Imagine you are recruiting for a project and need to select from two resumes. Applicant 1 has five years of experience versus Applicant 2 who has 15 years in the field. Who should you hire?
Let’s hope you did not choose the person with 15 years of experience. Why? If you did, you just made the mistake that most hiring managers make. This is the kind of miscalculation that hurts both companies and talented professionals and eventually leads to stagnation across the board.
The assumption that a candidate with 15 years of work experience is more qualified or has more expertise than the one with five years of experience is misleading at best. Indeed, 15 years of experience looks good on paper. But in reality, it might also mean that the person has followed the same routine over and over again for 15 years without making adjustments and changes.

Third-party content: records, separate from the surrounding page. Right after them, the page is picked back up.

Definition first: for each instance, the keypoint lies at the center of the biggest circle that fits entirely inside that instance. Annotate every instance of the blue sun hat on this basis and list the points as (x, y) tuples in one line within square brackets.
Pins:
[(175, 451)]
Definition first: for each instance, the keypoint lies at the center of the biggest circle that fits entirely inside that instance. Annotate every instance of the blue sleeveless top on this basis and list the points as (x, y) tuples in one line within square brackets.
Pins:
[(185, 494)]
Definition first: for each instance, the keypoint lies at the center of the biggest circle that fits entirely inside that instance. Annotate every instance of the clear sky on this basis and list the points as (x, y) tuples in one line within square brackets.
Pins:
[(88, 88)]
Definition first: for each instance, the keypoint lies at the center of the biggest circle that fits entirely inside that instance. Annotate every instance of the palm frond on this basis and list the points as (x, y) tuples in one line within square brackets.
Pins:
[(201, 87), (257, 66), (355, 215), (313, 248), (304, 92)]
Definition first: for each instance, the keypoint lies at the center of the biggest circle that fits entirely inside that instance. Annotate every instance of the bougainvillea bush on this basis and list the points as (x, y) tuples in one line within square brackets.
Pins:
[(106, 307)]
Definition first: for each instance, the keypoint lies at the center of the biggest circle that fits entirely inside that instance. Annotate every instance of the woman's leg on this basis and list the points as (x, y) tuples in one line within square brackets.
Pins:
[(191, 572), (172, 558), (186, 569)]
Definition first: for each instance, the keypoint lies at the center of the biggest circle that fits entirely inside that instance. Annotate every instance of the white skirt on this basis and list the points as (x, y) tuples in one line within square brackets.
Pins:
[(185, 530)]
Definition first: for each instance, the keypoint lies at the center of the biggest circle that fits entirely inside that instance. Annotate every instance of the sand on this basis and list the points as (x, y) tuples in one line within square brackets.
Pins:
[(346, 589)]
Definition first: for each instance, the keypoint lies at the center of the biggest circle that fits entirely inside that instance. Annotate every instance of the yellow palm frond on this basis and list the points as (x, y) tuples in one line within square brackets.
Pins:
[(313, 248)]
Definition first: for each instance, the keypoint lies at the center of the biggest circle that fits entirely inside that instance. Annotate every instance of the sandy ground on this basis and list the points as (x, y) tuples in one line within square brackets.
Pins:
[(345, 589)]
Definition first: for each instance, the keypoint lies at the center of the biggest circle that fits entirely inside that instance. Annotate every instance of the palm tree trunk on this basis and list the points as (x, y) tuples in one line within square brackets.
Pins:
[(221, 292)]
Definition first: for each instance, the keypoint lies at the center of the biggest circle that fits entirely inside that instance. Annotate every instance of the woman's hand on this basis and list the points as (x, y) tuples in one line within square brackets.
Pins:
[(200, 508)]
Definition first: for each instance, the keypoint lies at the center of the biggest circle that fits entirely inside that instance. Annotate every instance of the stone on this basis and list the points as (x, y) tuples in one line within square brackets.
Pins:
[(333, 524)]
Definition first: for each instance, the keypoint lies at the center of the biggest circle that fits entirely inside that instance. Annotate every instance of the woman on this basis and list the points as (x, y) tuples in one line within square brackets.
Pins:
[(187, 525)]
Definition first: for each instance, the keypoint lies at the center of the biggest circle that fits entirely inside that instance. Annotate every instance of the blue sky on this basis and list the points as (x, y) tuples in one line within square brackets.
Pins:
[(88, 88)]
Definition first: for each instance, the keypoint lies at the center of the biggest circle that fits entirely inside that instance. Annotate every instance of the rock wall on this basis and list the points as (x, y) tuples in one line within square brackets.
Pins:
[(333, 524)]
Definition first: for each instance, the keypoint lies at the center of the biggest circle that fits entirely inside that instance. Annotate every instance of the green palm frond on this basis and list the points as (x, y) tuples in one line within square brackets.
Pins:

Simply put, years of experience don’t always equate with expertise and mastery. In other words, experience and expertise are not the same.
Fifteen years of experience might mean working for fifteen years without seeking to sharpen and increase one’s knowledge and skills. Whereas a professional with five years of experience might have worked intentionally and consistently to innovate, expand her knowledge and improve her performance and abilities
Work experience is not expertise
For example, having 35 years of driving experience does not qualify you to chauffer the U.S. President. “Why not?” you ask.
POTUS’s chauffeur is an expert driver. People who drive for a President specialize in driving around dignitaries and their high-level security, and they have worked continuously to keep their skills as sharp as a razor.
Allow me to ask: are you gaining work experience or building expertise?